NOTE: So far, these first two are what I call “hindsight” documentaries. They rely on vintage footage and modern interviews and reunions to make the meat of the movie. The following three all required more “vision” on the part of the filmmakers to capture the story as it unfolded. That quality raises a documentary in my estimation.
Cutie and the Boxer
This is an art-for-art’s-sake film in the vein of Inocente, which won the Oscar for documentary short in 2013. That film followed a homeless Hispanic teenage artist’s journey to being celebrated at her own art show — while gaining self-esteem and independence along the way. “Cutie” refers to the doppelganger of Japanese artist Noriko Shinohara (more like a graphic cartoonist) who came to America at age 19 to pursue her career but got sidetracked after she met and married her mentor, Ushio “Gyu-chan” Shinohara, a Japanese Neo-Dadaist who famously creates paintings by boxing at the canvas. This film is the couple’s reality show, showing their humble suffering while living for art, the warts of marriage and alcoholism (they are separated in age by 22 years and The Boxer is turning 80 as the film starts). It also focuses on their chasm of recognition and satisfaction, as they journey toward their first husband-wife gallery show in hardscrabble NYC. It is Noriko’s story of finding her voice and independence (“I am woman, hear me ROAR”), so for that reason Academy voters, always swayed by feminist themes, may vote for it.
Fearless investigative reporter Jeremy Scahill (The Nation) should not only win the Academy Award for this exposé of the repercussions of America’s “War on Terror,” he should win a medal. Using spooky, artsy night-vision effects, gritty black-and-white-and-blue-and-green hues, he follows the country’s collective dawning that a Joint Special Operations Command even exists — a force nicknamed the “American Taliban,” which seems impervious to fact-finding or flak and was ultimately outed with the killing of Osama bin Laden. As one observer puts it: A potent “hammer searching for a nail.” Scahill is the star of the film, with Art-of-War-Zen-like narration, but also in the model of Michael Moore. It is mind-blowingly shot, tautly edited, expansive and gripping. It may also dent your American pride a bit while opening your eyes to why the rest of the world hates us so much.

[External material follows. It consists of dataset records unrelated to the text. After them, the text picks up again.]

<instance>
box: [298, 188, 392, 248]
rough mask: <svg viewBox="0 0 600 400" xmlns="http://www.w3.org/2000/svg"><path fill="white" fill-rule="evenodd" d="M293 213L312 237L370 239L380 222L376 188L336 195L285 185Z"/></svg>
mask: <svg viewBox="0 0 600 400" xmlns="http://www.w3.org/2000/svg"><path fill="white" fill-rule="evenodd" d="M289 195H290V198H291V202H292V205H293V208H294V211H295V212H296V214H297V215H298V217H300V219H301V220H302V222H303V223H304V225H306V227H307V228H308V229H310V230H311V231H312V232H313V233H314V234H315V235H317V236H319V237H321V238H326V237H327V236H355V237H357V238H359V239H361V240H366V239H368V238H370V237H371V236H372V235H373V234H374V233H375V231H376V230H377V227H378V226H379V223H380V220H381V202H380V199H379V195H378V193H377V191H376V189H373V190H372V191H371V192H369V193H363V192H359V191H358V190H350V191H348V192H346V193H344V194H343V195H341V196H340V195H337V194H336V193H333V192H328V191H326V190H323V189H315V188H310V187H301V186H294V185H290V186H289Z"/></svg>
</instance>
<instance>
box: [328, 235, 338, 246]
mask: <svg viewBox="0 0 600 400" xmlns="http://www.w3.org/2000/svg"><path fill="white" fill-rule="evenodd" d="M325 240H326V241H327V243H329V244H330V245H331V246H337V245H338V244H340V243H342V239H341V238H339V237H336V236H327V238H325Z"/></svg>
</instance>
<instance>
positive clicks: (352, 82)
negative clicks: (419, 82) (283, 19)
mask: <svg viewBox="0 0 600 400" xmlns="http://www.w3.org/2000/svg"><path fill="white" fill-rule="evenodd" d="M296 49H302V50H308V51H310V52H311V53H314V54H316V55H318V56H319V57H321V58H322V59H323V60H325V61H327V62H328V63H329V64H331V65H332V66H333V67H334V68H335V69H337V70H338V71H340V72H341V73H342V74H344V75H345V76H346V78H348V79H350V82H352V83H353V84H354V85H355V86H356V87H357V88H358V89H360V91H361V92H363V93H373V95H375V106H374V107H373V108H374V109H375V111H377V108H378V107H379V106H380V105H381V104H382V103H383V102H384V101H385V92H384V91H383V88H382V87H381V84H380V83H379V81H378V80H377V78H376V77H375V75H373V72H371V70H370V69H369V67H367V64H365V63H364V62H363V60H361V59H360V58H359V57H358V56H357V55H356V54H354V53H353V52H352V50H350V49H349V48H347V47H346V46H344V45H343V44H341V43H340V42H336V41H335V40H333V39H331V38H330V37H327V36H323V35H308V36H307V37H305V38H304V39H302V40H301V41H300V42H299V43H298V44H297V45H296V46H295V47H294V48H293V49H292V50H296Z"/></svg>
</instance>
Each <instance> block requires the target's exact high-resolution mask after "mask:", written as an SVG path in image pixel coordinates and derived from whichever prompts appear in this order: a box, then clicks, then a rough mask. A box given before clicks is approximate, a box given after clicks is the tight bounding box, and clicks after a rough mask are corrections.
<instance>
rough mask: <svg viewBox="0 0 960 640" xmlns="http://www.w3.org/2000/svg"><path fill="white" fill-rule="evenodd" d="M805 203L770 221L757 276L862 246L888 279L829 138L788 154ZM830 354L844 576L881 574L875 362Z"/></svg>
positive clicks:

This film serves as your Cliffs notes for the Arab Spring, tracking revolutionaries during the uprising in Egypt’s Tahrir Square from repression under Mubarak to his overthrow to the election of Morsi to repression under him to his overthrow and Egypt’s uncertain future. One young instigator I particularly fell in love with was Ahmed Hassan, an articulate and charismatic kid; another, Magdy, is a member of the Muslim Brotherhood. And they’re tight friends! Folk singer Ramy Essam’s storyline is particularly wrenching, and the main guy, Khalid Abdallah, is actually Scottish and movie-star-handsome. And there are women featured, too. If the image in your mind when you think of these Cairo demonstrations is macho heathens or the shocking assault on CBS reporter Lara Logan, this movie will change your mind about these masses who are together more enlightened than the bulk of Americans seem to be. Against the backdrop of Dirty Wars, this movie makes Egyptians the most heroic tribe on Earth. But it won’t win, because it is too much like the documentaries shown in school. Still, it could win due to the uprising of Netflix, for which it was produced.